BOSTON — Wall Street, assuming President Clinton's reelection, has started speculating on the impact of that event on the economy, financial markets, and legislative trends.
Nothing happened during the presidential and vice-presidential debates this week to alter the assumption that Republican candidate Bob Dole will go down to defeat. So political observers hired by brokerage firms to report to their clients on Washington affairs are focusing more attention on the congressional races.
"I think voters will opt for divided government, the most investor-friendly outcome," says Charles Gabriel Jr., who writes a "Potomac Perspective" report for Prudential Securities Inc.
A Republican staffer on Capitol Hill some years ago, Mr. Gabriel suspects Clinton "will slowly resurrect support for activist government" in a time of conservative public attitudes toward fiscal policy. "A Democratic Congress could help give life to many of Bill and Hillary Clinton's most liberal imaginings," he maintains. And that could shake a little the mostly conservative big players in the stock and bond markets.
Stanley Collender, a Washington political analyst for Smith Barney, another investment firm, says a Democratic majority in Congress, if it occurs, will be by no more than about five seats in the House and only one in the Senate. "While this will put the Democrats in charge, it will also place the balance of power on most issues with a group of conservative Democrats who will not hesitate to vote with the Republicans if their own party goes too far to the left or becomes too anti-business," he reckons.
Similarly, Gabriel notes that "observers have become conditioned to brushing off the enormity of Clinton's promises, because they are only as real as Congress will make them."
Here's what these two observers are forecasting:
The Deficit: "A Democratic majority is not likely to abandon deficit reduction," Mr. Collender notes. "Quite to the contrary."
The leading candidate to become chairman of the budget committee, should Democrats retake the House, is Rep. Bill Orton of Utah, a descendant of the "Boll Weavils" that often worked and voted with the Reagan administration, he says.

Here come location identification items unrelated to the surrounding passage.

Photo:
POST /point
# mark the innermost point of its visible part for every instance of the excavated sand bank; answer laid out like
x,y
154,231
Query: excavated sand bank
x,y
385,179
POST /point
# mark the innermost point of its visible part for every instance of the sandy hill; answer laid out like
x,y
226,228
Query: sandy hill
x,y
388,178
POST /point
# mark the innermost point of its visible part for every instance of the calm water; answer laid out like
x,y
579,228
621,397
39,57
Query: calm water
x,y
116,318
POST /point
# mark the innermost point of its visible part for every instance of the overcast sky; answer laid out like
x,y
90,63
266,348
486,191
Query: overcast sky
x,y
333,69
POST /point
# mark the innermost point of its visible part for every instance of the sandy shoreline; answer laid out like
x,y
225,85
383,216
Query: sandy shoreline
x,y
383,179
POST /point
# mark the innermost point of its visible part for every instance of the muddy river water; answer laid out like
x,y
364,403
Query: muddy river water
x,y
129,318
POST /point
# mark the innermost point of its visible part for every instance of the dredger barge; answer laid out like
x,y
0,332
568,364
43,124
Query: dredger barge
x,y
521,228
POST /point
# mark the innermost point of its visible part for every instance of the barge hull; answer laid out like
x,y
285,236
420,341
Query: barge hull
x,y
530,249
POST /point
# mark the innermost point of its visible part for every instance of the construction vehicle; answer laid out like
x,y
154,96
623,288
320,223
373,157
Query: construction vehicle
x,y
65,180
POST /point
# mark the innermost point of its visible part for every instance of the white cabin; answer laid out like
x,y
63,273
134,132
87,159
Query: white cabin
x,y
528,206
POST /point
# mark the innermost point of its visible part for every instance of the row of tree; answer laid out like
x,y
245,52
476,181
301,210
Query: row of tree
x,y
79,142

Health Care: Any reform plan proposed next year is likely to be smaller in scope than Clinton's first health proposal, Collender figures. "This will make the proposal less costly and far more acceptable to the business community, especially small business."
Gabriel differs. Quoting Mrs. Clinton at the Democratic convention as saying "all American families should have affordable health insurance," he expects Clinton to take steps toward national health insurance if he gets a strong Democratic Congress.
Medicare: Lost in the campaign rhetoric is the fact that the budget plans of the Republicans, Clinton, and a bipartisan plan of Senators John Breaux (D) of Louisiana and John Chafee (R) of Rhode Island, all included reductions in the growth of Medicare expenditures, Collender says. "The argument [is] over the amount and type of change, not whether it should happen."
Without changes, Medicare will be insolvent before the next presidential election, a situation that neither party, the White House, or Congress will be able to ignore, the budget expert adds.
Taxes: If one or both houses go Democratic, one presumed message from the voters will be that a large tax cut like the one proposed by Dole "is not as popular as might have been the case in 1994," Collender says. This will reduce political pressure in Congress to reduce revenues and raise chances for deficit cuts.
Gabriel expects Clinton to push for some of his campaign tax promises: a $1,500-per-year tuition tax credit during the first two years of college; the ability for "working families" to deduct up to $10,000 in tuition costs annually; tax-free Individual Retirement Account (IRA) withdrawals for college expenses; expanded IRAs so that young people can save tax free to buy a home; removal of capital gains taxes on home sales, and a $500 per-child tax credit. Such measures, he says, are intended to win the affection of baby boomers, trying to get children through college, concerned about the prospects for Social Security pensions.
Labor: Clinton will need to pay off political debts to labor unions, including the teachers' unions, for their active support, Gabriel says. Such measures could include urging bills to hinder striker-replacement workers, remove favorable tax treatment for income from foreign corporate subsidiaries, and encourage "corporate responsibility" in such areas as company downsizing.